Several strengths and limitations were apparent in our study. A strength of our study is the use of a wide variety of preoperative measurements to identify relevant risk profiles, with the aid of clinical judgement to interpret the risk profiles. By doing so, we were able to identify clinically relevant risk profiles based on characteristics, such as physical fitness, previously often left out of scope. The sample represents a true population of patients eligible for LSF seen in clinical practice, due to the minimal exclusion criteria. This is especially important when we want to identify clinically relevant risk profiles in a heterogeneous population. Limitation of this study is the sample size. Due to COVID-19, our inclusion was limited. Unfortunately during this period, preoperative risk screening had to be cancelled, which led to exclusion of these patients from our analysis. The literature is not uniform in its recommendation on sample size calculation for LCA and is dependent on the complexity and correlation between classes. Nylund–Gibson suggests that n = 300 is desirable, however, for less complex models, a smaller sample size may be sufficient.

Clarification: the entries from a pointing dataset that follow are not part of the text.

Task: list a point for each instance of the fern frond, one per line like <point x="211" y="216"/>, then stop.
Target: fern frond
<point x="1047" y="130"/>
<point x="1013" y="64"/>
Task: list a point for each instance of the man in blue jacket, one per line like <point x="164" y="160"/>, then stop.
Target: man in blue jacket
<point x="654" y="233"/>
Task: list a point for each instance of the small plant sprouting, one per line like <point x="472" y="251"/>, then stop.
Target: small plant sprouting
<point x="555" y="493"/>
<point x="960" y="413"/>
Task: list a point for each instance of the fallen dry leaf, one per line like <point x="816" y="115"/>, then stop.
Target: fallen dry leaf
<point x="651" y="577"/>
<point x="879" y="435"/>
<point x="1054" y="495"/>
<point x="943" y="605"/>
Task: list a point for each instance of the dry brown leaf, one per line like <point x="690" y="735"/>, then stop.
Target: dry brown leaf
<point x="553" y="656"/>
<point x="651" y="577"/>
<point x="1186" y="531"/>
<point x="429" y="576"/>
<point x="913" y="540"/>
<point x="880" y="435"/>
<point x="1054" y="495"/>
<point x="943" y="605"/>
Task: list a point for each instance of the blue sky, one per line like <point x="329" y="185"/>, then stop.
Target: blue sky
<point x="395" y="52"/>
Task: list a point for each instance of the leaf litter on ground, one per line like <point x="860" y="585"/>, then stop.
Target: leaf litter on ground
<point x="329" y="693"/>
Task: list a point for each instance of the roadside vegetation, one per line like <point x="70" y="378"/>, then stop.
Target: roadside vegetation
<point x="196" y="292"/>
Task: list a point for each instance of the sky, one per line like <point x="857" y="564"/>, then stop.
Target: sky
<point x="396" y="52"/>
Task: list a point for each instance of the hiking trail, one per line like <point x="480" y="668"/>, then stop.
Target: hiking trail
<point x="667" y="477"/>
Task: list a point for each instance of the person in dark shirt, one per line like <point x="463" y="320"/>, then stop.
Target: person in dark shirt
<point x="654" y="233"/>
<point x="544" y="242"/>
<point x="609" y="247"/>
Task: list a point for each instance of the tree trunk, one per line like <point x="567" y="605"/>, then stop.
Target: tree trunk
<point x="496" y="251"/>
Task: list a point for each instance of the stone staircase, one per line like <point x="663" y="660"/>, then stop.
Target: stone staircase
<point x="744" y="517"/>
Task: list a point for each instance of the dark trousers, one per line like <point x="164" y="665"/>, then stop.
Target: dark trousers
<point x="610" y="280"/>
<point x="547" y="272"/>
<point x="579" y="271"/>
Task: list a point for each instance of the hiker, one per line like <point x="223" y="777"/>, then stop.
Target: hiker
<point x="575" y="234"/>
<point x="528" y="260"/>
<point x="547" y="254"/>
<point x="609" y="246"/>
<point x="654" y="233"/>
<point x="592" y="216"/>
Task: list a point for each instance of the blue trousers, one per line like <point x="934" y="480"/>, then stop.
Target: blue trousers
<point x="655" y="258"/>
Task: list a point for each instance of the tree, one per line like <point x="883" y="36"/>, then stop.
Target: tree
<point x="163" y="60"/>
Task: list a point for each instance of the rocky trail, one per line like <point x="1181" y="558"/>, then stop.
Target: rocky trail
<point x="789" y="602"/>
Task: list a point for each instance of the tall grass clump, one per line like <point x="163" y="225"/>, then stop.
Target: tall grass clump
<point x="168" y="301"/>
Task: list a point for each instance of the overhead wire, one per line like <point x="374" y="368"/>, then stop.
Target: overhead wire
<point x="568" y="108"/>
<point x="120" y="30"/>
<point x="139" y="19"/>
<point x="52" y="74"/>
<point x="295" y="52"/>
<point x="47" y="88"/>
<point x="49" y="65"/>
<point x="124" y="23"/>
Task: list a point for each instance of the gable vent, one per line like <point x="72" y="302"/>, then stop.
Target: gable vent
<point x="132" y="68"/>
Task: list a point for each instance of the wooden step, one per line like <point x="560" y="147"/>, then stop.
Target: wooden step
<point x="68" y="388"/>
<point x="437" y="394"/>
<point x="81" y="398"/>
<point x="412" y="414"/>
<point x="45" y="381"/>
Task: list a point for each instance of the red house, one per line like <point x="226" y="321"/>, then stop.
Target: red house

For a follow-up study, we would suggest a sample approximating n = 300 [26]. Due to the explorative nature and the relatively small sample of this study, our study may not be generalizable, but should be viewed as an explorative study guiding a research topic worthy of validation in future studies.

Clinical implications

Until now perioperative care for patients is often still one-size-fits all. Implementing risk profiles into clinical practice can help frame a more preventive patient-specific approach to perioperative care for patients opting for LSF. If these risk profiles are validated, the next step could be identifying specific perioperative treatment plans matched to these risk profiles to better manage hospital resources and of course fit patient’s needs. The fit cluster could be scheduled for short stay surgery procedures, whilst the deconditioned risk profiles may benefit from prehabilitation strategies, such as exercise therapy, reducing their risk of prolonged functional recovery and hospital length of stay. In turn, we should explore if these optimized perioperative pathways could improve postoperative outcomes.

Conclusion

In the population eligible for LSF, a fit and deconditioned risk profiles could be identified. A preoperative risk screening including a physical fitness screening for patients eligible for LSF can be useful to identify these clinically relevant subgroups. We should validate these risk profiles and probably tailor care to patients falling within these different risk profiles, as they may have different healthcare needs in the run-up time to surgery.